On a recent family trip to Niagara Falls, my husband, daughter and I spent our first day in Seneca Falls, NY. This beautiful little town on the Seneca-Cayuga canal was once a vibrant industrial town, home to companies such as Gould Pumps (my husband the engineer was so excited) and Westcott which made wooden rulers.
Because of its location near the falls, the village became the third largest flour milling location after Rochester and Oswego. Industry has since moved out of the town, leaving it to rely heavily on tourism.
Seneca Falls played a prominent role in the Women’s Rights Movement because of one of its most famous and influential residents, Elizabeth Stanton Cady. The town was the site of the 1848 Seneca Falls Women’s Rights Convention, an event that served to propel the Women’s Rights Movement into the history books. Amelia Bloomer, of “bloomers” fame, introduced Susan B. Anthony to Elizabeth Cady and their friendship was a significant factor in the success of the women’s suffrage.

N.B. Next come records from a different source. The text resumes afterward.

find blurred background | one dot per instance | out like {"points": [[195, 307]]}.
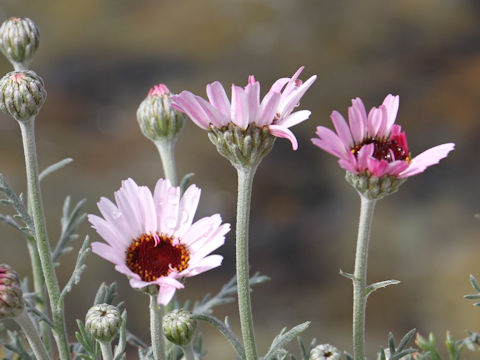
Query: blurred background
{"points": [[99, 58]]}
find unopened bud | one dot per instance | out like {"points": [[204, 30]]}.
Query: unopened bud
{"points": [[103, 321], [22, 94], [19, 39], [179, 327], [325, 352], [11, 296], [157, 120]]}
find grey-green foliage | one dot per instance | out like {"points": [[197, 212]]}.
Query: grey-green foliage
{"points": [[70, 221], [400, 351], [225, 295], [277, 349], [16, 202], [476, 287], [14, 348]]}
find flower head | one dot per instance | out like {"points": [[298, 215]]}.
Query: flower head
{"points": [[157, 120], [373, 144], [275, 111], [152, 238], [103, 321]]}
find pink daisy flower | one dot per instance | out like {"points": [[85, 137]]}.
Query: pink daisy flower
{"points": [[374, 143], [275, 111], [152, 238]]}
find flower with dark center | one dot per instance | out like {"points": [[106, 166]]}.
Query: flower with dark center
{"points": [[152, 238], [373, 144]]}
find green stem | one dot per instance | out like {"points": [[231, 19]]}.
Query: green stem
{"points": [[106, 349], [31, 333], [360, 277], [43, 246], [39, 287], [166, 149], [156, 331], [245, 181], [188, 352]]}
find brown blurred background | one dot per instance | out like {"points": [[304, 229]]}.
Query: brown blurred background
{"points": [[100, 57]]}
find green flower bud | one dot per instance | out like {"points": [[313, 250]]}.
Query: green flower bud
{"points": [[19, 39], [373, 187], [22, 94], [244, 148], [157, 120], [103, 321], [325, 352], [179, 327], [11, 296]]}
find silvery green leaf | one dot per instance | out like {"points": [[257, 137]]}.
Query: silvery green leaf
{"points": [[282, 339], [378, 285], [54, 167]]}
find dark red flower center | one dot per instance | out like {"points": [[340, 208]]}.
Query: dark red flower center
{"points": [[153, 256], [388, 150]]}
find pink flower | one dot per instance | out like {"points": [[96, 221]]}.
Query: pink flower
{"points": [[151, 238], [374, 143], [275, 111]]}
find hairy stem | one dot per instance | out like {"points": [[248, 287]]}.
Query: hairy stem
{"points": [[245, 182], [156, 331], [166, 149], [41, 237], [31, 333], [360, 277]]}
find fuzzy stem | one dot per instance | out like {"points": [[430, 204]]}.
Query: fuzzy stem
{"points": [[360, 277], [245, 182], [156, 331], [188, 352], [39, 287], [31, 333], [106, 349], [43, 245], [166, 149]]}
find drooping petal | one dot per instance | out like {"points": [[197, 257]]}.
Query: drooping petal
{"points": [[268, 109], [428, 158], [239, 109], [218, 98], [283, 132], [342, 128], [330, 142]]}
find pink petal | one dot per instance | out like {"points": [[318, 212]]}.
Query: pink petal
{"points": [[239, 107], [268, 108], [427, 158], [342, 128], [293, 119], [391, 103], [330, 142], [357, 122], [203, 265], [218, 98], [283, 132], [252, 93], [186, 102], [363, 155]]}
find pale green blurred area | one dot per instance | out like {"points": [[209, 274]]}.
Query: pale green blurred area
{"points": [[100, 57]]}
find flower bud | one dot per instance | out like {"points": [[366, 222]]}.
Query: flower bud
{"points": [[179, 327], [325, 352], [103, 321], [11, 296], [22, 94], [157, 120], [373, 187], [19, 39], [244, 148]]}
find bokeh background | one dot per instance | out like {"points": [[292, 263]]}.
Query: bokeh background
{"points": [[100, 57]]}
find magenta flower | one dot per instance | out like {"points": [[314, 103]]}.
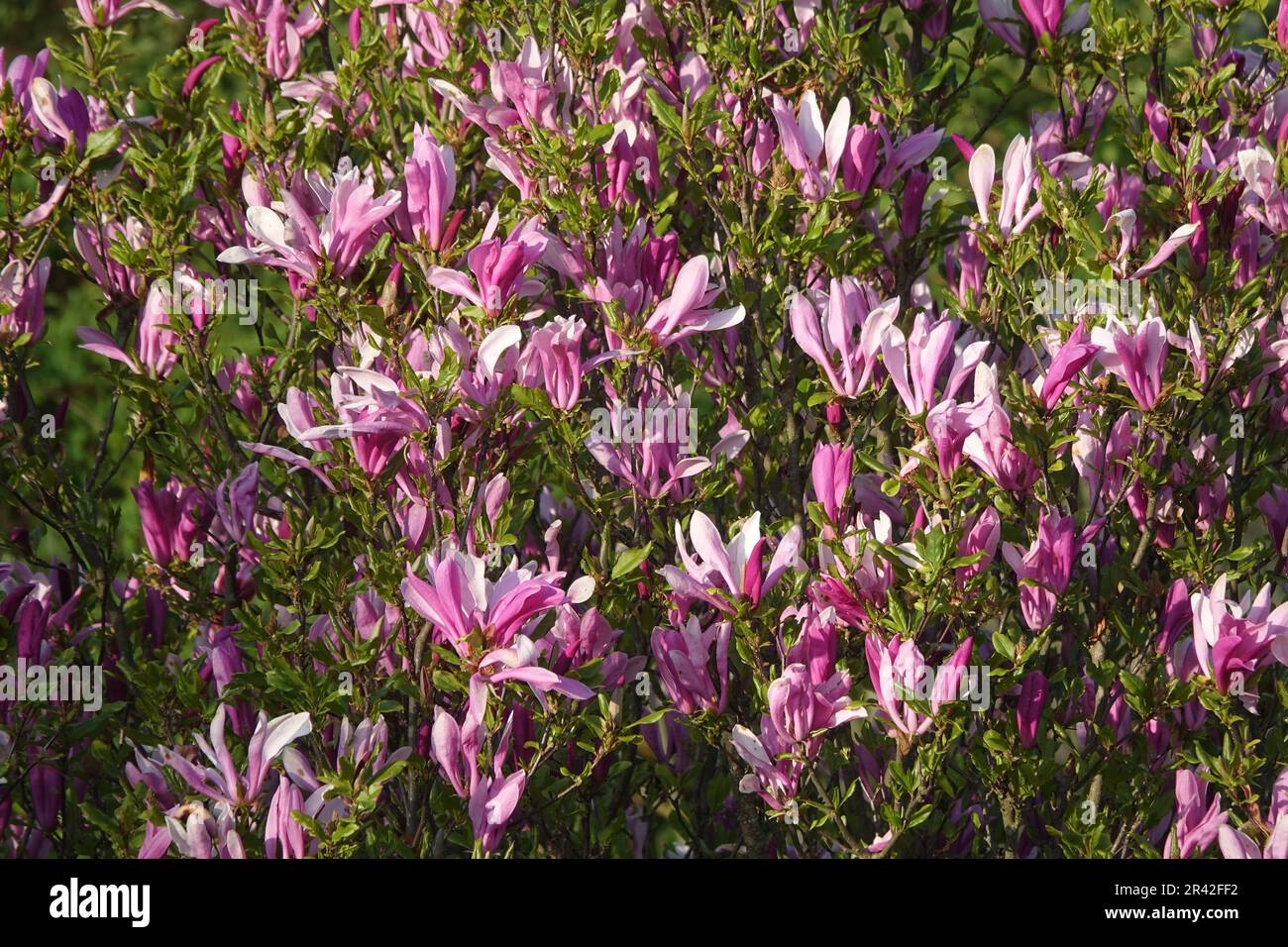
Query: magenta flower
{"points": [[553, 361], [776, 772], [1043, 570], [171, 518], [155, 354], [1136, 357], [682, 663], [222, 781], [690, 307], [1072, 357], [460, 600], [733, 569], [802, 706], [430, 182], [900, 673], [287, 237], [1019, 178], [1235, 844], [22, 291], [1197, 823], [498, 268], [831, 472], [1232, 638], [914, 364], [842, 331], [805, 140], [1033, 696]]}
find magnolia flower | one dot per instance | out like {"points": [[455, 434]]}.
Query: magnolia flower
{"points": [[842, 331], [688, 308], [900, 673], [1232, 638], [734, 569], [286, 236], [222, 781], [804, 141], [1236, 844], [1136, 357], [1018, 179], [1197, 823], [682, 663], [460, 600]]}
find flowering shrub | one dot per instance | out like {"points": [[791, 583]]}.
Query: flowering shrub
{"points": [[636, 427]]}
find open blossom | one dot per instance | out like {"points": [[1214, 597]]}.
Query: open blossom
{"points": [[683, 659], [735, 569], [1235, 843], [497, 268], [1233, 638], [286, 235], [800, 705], [900, 673], [1197, 823], [1019, 180], [1043, 571], [804, 141], [222, 781], [460, 600], [1136, 357], [842, 331], [155, 355], [430, 183], [914, 363], [22, 291], [690, 307]]}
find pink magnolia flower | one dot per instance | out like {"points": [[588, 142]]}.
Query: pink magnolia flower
{"points": [[1033, 696], [988, 442], [155, 354], [519, 663], [915, 363], [800, 706], [1136, 357], [831, 474], [1236, 844], [1043, 571], [1232, 638], [690, 307], [553, 361], [430, 182], [842, 331], [222, 781], [93, 241], [286, 236], [900, 672], [460, 600], [1069, 360], [805, 140], [733, 569], [1197, 823], [22, 290], [776, 770], [1019, 176], [498, 268], [171, 518]]}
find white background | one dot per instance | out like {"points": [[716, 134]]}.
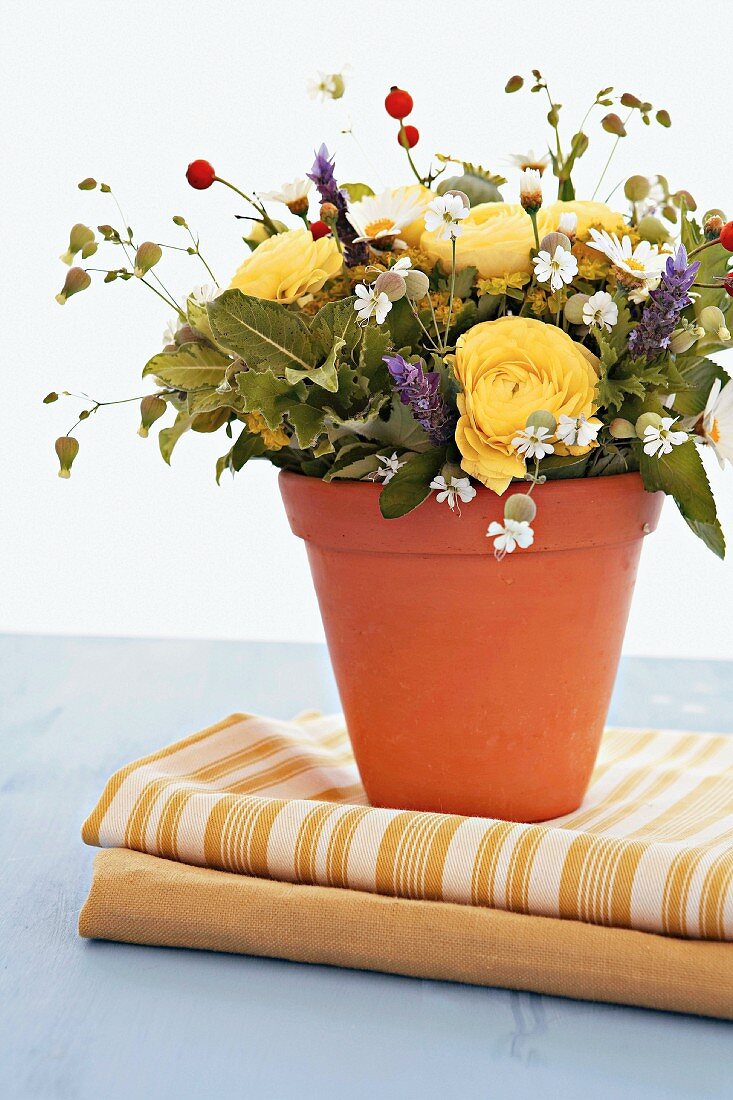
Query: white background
{"points": [[130, 92]]}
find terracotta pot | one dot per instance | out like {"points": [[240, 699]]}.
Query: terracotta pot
{"points": [[471, 685]]}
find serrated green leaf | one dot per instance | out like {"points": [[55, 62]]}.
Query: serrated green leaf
{"points": [[189, 366], [411, 485], [682, 476], [266, 334]]}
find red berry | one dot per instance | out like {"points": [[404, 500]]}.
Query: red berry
{"points": [[726, 235], [408, 136], [200, 175], [319, 229], [398, 103]]}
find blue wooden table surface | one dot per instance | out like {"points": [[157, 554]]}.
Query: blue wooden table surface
{"points": [[96, 1020]]}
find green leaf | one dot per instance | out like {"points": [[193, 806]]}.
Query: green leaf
{"points": [[168, 437], [357, 191], [189, 366], [681, 475], [263, 392], [411, 485], [266, 334], [326, 375]]}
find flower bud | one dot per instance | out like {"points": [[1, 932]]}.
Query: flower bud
{"points": [[553, 241], [712, 319], [151, 408], [682, 340], [67, 448], [636, 188], [573, 308], [392, 284], [653, 230], [622, 429], [520, 507], [79, 237], [647, 420], [76, 279], [712, 223], [146, 256], [416, 285], [542, 419]]}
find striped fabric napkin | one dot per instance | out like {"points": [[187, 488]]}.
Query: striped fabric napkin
{"points": [[651, 848]]}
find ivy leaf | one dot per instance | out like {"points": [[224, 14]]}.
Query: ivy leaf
{"points": [[263, 392], [682, 476], [266, 334], [189, 366], [411, 485]]}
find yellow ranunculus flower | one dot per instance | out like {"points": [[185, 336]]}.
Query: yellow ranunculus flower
{"points": [[414, 193], [510, 369], [496, 237], [287, 266]]}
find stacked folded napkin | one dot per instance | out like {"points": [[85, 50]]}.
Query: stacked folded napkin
{"points": [[630, 899]]}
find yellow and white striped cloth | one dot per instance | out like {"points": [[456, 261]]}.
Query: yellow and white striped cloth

Seneca Falls is also reputed to be the inspiration for the movie It’s a Wonderful Life. Nobody really knows if this is true but the town has embraced this theory by opening a museum filled with movie memorabilia, hosting a 5K run in December and memorializing the infamous “movie” bridge with street signs at both ends.
Of course, this blog post is titled “Seneca Knitting Mills” and here’s why. Our very first stop in the town was a parking lot along the canal. Imagine my excitement when this is what I saw:
This knitting mill was a significant part of the town’s economy for over a hundred years. One of its most famous products is Red Top Socks. If you happen to be a camper or hiker, you know these socks.
This little town was well worth the visit and we had a blast exploring all it had to offer. I highly recommend adding it to any trip to upstate New York!